It is impossible to do adequate justice to this excellent commentary, but readers may get a brief glimpse of Ford’s ability to question familiar interpretations of key ideas by focusing on a single term: truth. In 16:13 Jesus assures his anxious disciples that after his return to the Father, the Holy Spirit will “guide you into all the truth”. How comprehensive is this? Ford notes the numerous attempts to limit this to a “neatly defined package of meaning” (p.316). The activity of the Holy Spirit is far greater than merely reminding the disciples and their successors of truths already revealed. The Gospel is clear too that truth is inseparable from action. In 3:21 John links truth and light in a passage contrasting lovers of darkness with those who come to the light. Later, in chapter 18, in his confrontation with Pilate, Jesus accepts the title of king but proceeds to fill it with his own meaning: “For this I was born, for this I came into the world, to testify to the truth” (18:37).

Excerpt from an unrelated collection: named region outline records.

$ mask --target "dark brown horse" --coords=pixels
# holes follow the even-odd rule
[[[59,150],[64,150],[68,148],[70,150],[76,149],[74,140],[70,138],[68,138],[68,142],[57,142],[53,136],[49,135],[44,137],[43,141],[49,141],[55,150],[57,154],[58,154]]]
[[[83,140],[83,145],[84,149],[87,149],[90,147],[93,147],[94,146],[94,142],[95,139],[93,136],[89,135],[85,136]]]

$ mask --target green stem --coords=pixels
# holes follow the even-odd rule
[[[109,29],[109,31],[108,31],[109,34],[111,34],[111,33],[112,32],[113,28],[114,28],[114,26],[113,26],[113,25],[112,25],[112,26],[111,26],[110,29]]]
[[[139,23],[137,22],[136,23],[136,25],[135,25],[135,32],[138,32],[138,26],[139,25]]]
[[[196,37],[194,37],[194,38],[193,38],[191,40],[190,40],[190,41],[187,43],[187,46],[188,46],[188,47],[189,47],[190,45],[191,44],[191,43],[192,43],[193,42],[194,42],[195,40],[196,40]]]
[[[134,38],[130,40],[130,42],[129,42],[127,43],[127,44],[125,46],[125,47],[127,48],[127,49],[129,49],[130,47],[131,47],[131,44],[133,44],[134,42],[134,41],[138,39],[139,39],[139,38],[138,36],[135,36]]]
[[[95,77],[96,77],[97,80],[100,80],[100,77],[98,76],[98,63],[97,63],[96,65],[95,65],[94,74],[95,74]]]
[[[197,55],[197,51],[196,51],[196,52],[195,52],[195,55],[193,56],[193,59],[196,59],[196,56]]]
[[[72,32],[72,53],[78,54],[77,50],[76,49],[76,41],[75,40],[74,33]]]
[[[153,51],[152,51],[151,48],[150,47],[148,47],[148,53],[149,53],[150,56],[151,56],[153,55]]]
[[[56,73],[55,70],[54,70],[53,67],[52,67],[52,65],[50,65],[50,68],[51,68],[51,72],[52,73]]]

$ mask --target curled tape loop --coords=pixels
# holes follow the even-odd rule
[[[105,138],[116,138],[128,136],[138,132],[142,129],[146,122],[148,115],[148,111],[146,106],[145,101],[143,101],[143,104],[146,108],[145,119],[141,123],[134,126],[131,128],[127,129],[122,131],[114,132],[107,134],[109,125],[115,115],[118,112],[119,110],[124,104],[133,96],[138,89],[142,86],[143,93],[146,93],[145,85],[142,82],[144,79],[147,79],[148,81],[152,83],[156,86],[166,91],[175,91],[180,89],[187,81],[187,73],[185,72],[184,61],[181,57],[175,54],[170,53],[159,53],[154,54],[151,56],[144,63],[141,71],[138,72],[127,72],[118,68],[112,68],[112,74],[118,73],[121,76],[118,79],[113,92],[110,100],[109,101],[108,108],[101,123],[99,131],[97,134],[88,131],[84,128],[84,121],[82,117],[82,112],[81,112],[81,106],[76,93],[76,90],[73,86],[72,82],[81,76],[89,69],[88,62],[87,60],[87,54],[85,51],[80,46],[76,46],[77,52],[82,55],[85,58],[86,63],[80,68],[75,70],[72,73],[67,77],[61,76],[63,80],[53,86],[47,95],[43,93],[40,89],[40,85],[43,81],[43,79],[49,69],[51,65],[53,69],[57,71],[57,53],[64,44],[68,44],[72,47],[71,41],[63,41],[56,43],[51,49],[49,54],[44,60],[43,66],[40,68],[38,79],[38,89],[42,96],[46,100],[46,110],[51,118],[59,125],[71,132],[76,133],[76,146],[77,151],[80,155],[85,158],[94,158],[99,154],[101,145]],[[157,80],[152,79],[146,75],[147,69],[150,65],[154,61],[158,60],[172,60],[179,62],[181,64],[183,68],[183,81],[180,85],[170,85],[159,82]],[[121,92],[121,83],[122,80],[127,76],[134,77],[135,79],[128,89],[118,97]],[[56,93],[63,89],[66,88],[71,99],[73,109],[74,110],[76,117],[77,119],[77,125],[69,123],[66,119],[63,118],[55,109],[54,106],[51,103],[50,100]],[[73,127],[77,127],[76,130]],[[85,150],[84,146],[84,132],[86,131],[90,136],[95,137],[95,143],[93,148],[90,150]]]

I should just mention Ford’s indebtedness to the work of Richard Hays, who expounded the value of figural interpretation which he defined as “the discernment of unexpected patterns of correspondence between earlier and later events or persons within a continuous temporal stream”. Applying this principle to John, Hays writes that “even more comprehensively than the other gospels, John understands the Old Testament as a vast matrix of symbols prefiguring Jesus”. This way of interpreting will frequently alert readers to recognise this principle at work. An excellent example of this can be seen in Ford’s treatment of the cleansing of the temple (2:13-25). In reading the Gospel alongside the Old Testament, Ford consistently uses the Greek translation (LXX).

I have no doubt that anybody who buys this commentary will find in it an imaginative resource, opening up new ways of understanding and applying this wonderful Gospel. My only minor quibble is that I don’t think the average reader will know what “midrash” is (p.58).

To conclude, I think this commentary could profitably be read right through such is the quality of the narrative. My verdict is, buy this book!